The 5000 metres at the World Championships in Athletics has been contested by men since the inaugural edition in 1983 and by women since 1995. Women competed over 3000 metres from 1980 to 1993, in line with championship standards of the time. It is the shortest long-distance running event at the competition, the 10,000 metres and marathon being the other two such events on the programme. It is the second most prestigious title in the discipline after the 5000 metres at the Olympics. The competition format typically has a two-race heats stage that leads directly to a final between fifteen athletes.

The championship records for the event are 12:52.79 minutes for men, set by Eliud Kipchoge in 2003, and 14:26.72 minutes for women, set by Hellen Obiri in 2019. The world record has never been broken or equalled at the competition by either men or women, reflecting the lack of pacemaking and athletes' more tactical approach to championship races. Similarly the women's 3000 metres world record was not improved during its 13-year history. The championship record for that event was set on its last appearance in 1993, by Yunxia Qu with a time of 8:28.71 minutes.

The women's 3000 m was among the first ever IAAF World Championship events as it was one of two designated events at the 1980 World Championships in Athletics (alongside women's 400 metres hurdles), which was held after the International Olympic Committee refused to add the women's event to the Olympic programme that year.
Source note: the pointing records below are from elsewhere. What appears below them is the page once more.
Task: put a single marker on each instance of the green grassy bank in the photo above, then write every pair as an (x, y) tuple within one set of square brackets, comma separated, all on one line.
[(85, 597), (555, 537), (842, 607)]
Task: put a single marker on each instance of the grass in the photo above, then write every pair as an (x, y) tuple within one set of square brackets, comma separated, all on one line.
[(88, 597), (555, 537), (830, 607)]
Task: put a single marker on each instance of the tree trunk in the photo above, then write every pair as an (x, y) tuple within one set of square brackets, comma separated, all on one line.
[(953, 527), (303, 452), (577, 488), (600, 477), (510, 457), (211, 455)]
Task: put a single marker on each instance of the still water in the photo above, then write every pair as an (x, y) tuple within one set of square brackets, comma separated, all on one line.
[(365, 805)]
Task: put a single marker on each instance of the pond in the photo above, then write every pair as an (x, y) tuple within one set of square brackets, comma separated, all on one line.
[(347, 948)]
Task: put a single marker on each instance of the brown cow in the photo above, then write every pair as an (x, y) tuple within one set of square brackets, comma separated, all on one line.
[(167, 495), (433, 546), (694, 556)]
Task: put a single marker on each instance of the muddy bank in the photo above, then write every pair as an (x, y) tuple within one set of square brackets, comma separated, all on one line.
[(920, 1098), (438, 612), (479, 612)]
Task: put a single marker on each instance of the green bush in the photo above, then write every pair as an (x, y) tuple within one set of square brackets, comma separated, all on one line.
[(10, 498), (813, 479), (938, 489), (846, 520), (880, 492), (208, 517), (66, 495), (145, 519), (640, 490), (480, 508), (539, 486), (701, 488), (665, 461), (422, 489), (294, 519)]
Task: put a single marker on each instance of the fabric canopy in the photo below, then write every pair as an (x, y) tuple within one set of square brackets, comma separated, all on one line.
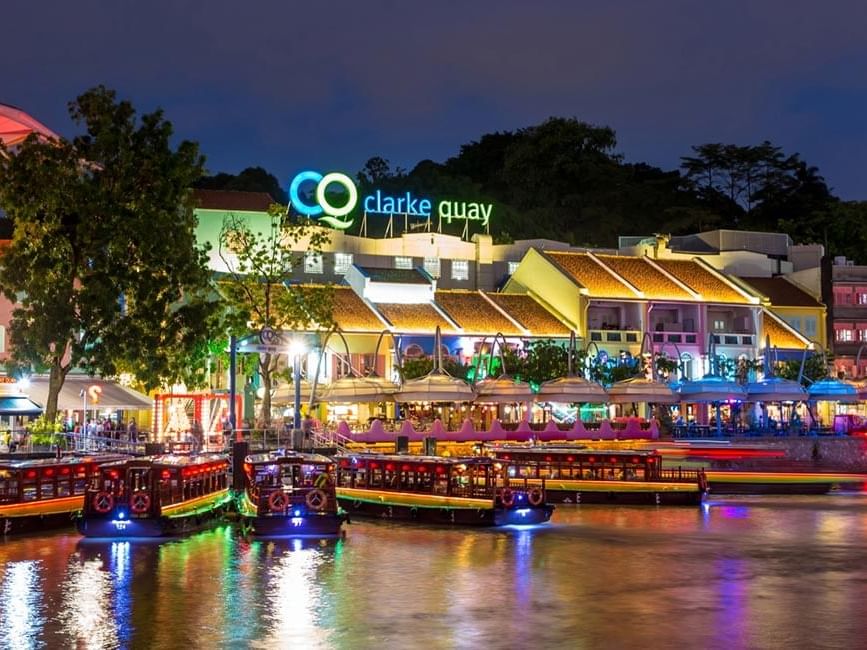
[(110, 394)]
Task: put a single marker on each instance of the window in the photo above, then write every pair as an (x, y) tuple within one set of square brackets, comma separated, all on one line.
[(342, 262), (460, 270), (432, 266), (312, 263)]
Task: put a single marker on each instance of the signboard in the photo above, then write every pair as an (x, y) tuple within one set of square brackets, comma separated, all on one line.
[(379, 202)]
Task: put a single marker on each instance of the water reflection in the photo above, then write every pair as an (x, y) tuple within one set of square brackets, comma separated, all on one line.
[(737, 572)]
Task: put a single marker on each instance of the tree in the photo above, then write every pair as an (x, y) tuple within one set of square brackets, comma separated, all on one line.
[(257, 288), (103, 261)]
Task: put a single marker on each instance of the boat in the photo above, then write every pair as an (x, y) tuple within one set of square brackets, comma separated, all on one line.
[(156, 496), (580, 475), (290, 494), (45, 493), (474, 491)]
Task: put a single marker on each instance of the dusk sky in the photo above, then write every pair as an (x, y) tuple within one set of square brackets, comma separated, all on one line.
[(327, 85)]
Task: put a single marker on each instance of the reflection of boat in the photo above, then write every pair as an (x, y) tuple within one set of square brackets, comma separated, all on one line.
[(581, 475), (155, 496), (433, 489), (290, 494), (45, 493)]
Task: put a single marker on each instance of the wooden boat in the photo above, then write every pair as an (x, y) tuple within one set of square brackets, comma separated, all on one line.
[(580, 475), (290, 494), (155, 496), (45, 493), (468, 491)]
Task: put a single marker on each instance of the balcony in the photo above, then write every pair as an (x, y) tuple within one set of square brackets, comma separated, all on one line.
[(674, 337), (615, 336), (733, 338)]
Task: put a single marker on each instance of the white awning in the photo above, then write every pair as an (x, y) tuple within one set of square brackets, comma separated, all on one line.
[(111, 394)]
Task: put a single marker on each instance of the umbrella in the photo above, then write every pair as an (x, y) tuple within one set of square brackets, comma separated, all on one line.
[(572, 389), (833, 390), (639, 389), (355, 390)]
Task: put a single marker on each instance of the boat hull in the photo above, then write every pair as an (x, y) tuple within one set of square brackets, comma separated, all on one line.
[(445, 514), (188, 518)]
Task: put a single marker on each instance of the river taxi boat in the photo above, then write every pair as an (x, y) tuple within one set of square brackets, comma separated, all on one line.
[(472, 491), (581, 475), (290, 494), (156, 496), (46, 493)]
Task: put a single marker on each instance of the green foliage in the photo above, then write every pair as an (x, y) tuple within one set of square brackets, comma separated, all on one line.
[(103, 261), (45, 431), (257, 289)]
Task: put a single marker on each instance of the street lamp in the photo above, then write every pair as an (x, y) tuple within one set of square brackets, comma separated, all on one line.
[(297, 350)]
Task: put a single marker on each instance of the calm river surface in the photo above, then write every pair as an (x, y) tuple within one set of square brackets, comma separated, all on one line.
[(745, 572)]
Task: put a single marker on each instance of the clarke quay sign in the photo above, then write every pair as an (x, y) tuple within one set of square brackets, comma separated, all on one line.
[(319, 206)]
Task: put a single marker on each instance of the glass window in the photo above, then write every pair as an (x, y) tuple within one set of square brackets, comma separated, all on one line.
[(432, 266), (342, 262), (312, 263)]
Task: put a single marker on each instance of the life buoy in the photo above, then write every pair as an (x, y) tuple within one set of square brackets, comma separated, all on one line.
[(278, 501), (103, 502), (535, 496), (316, 499), (140, 502)]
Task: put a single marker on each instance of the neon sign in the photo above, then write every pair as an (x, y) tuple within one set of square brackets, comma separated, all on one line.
[(377, 203)]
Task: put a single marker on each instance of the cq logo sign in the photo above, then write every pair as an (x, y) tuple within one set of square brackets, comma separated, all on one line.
[(333, 215)]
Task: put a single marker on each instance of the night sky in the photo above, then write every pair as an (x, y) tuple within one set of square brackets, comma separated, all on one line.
[(325, 85)]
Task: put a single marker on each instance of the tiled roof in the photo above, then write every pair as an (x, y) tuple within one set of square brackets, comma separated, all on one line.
[(702, 281), (421, 318), (781, 336), (351, 313), (401, 276), (782, 293), (474, 314), (232, 200), (588, 273), (529, 313), (641, 275)]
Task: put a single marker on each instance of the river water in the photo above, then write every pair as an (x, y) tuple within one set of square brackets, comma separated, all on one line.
[(745, 572)]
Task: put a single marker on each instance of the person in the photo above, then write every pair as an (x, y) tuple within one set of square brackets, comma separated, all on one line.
[(307, 429)]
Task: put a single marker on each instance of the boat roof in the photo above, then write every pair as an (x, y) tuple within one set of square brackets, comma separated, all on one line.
[(287, 456), (404, 458), (66, 460)]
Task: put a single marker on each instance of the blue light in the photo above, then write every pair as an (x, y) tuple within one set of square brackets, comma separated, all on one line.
[(304, 208)]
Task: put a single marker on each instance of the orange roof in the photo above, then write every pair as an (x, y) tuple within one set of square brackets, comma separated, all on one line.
[(702, 281), (474, 314), (352, 314), (590, 274), (641, 275), (529, 313), (421, 318), (781, 335)]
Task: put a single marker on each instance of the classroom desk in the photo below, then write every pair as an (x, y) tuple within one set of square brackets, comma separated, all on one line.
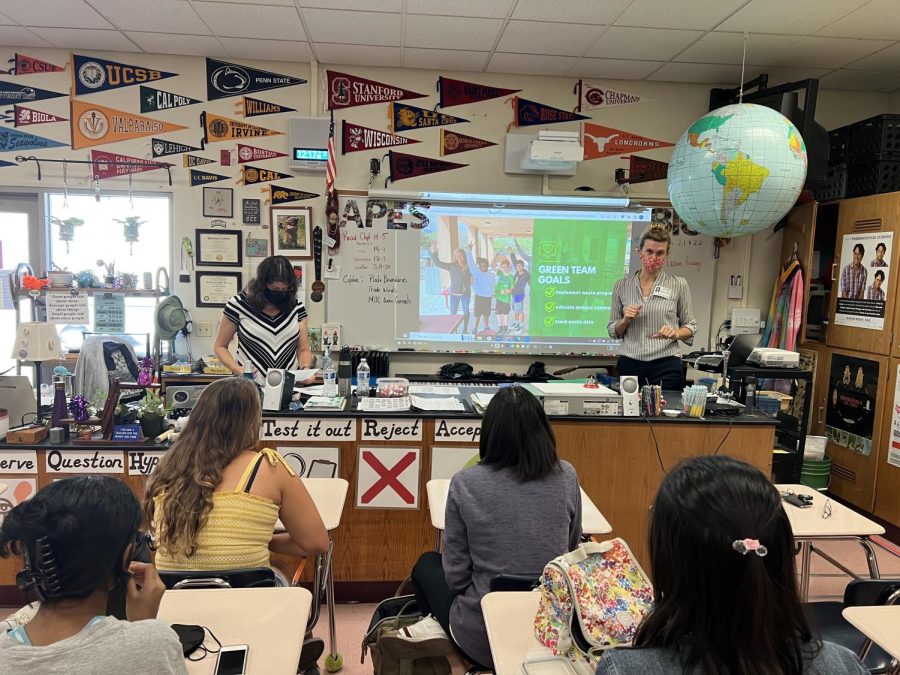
[(272, 621)]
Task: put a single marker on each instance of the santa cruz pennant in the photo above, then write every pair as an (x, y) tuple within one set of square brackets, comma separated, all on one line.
[(346, 91), (225, 79), (96, 124), (458, 92), (91, 74)]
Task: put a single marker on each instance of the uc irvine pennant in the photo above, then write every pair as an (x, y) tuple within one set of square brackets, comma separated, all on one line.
[(92, 75)]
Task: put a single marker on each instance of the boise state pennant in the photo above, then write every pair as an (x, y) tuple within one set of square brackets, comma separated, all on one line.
[(91, 74)]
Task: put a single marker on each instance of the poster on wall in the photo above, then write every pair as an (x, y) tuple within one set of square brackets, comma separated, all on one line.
[(850, 408), (863, 285)]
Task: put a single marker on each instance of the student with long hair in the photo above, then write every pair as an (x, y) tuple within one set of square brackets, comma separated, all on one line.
[(722, 557), (76, 538)]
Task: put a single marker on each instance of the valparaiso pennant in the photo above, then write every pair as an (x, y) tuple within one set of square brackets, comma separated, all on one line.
[(91, 74), (94, 124)]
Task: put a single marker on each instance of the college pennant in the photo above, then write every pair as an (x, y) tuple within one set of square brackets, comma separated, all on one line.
[(600, 141), (458, 92), (347, 91), (225, 79), (409, 166), (92, 75), (94, 124)]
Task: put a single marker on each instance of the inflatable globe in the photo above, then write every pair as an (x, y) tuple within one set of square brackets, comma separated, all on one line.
[(737, 170)]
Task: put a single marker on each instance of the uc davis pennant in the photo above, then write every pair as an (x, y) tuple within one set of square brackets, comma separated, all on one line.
[(91, 74), (409, 166)]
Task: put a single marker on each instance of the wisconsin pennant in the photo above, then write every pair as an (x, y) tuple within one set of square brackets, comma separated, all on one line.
[(154, 100), (600, 141), (458, 92), (453, 143), (91, 74), (409, 166), (405, 117), (347, 91), (94, 124), (357, 138), (225, 79)]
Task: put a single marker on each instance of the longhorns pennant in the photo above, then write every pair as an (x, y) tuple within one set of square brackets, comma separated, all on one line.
[(600, 141), (92, 75), (347, 91), (225, 79), (218, 128), (94, 124), (357, 138), (453, 143), (458, 92), (405, 117)]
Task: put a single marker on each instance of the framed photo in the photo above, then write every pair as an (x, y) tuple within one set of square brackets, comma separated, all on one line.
[(215, 288), (218, 203), (292, 231), (219, 248)]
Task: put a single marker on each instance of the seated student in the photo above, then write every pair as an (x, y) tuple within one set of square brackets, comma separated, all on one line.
[(510, 514), (76, 538), (722, 558)]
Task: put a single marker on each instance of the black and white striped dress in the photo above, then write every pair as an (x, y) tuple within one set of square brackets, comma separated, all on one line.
[(267, 341)]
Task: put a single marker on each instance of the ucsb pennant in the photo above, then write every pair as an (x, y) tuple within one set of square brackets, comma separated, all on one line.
[(225, 79), (356, 138), (92, 74), (405, 117), (529, 113), (458, 92), (154, 100), (409, 166)]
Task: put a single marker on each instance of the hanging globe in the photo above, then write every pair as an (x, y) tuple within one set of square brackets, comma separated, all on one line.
[(737, 170)]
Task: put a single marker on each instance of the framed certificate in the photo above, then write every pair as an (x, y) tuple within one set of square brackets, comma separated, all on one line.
[(215, 288), (219, 248)]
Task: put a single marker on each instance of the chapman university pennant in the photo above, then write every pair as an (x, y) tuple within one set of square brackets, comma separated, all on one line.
[(225, 79), (357, 138), (458, 92), (154, 100), (347, 91), (94, 124), (453, 143), (409, 166), (92, 75)]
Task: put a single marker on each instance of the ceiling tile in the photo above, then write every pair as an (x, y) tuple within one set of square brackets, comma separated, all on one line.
[(642, 43), (563, 39), (690, 14), (352, 28), (446, 32)]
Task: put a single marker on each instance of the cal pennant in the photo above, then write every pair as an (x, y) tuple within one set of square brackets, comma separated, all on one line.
[(92, 74), (225, 79), (453, 143), (94, 124), (248, 153), (357, 138), (600, 141), (253, 107), (409, 166), (218, 128), (347, 91), (529, 113), (154, 100), (458, 92)]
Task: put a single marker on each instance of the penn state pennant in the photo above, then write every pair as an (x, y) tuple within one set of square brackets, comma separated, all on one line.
[(405, 117), (410, 166), (357, 138), (347, 91), (458, 92), (225, 79), (91, 74), (154, 100)]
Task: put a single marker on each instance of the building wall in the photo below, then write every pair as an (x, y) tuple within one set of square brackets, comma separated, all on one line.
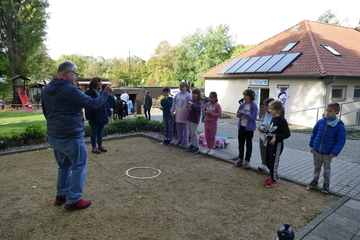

Mo Farah of Great Britain is the only athlete to win this title three times, between 2011 and 2015. Meseret Defar is the most successful female athlete of the event, having won two world championship titles and reached the medal podium five times consecutively from 2005 to 2013. Vivian Cheruiyot is the next most successful with two golds and one silver. Three other athletes have won the 5000 m championship twice: Ismael Kirui on the men's side, and Gabriela Szabo and Tirunesh Dibaba on the women's side. Tatyana Dorovskikh was also a double champion in the women's 3000 m, and the only woman to win multiple medals over that distance.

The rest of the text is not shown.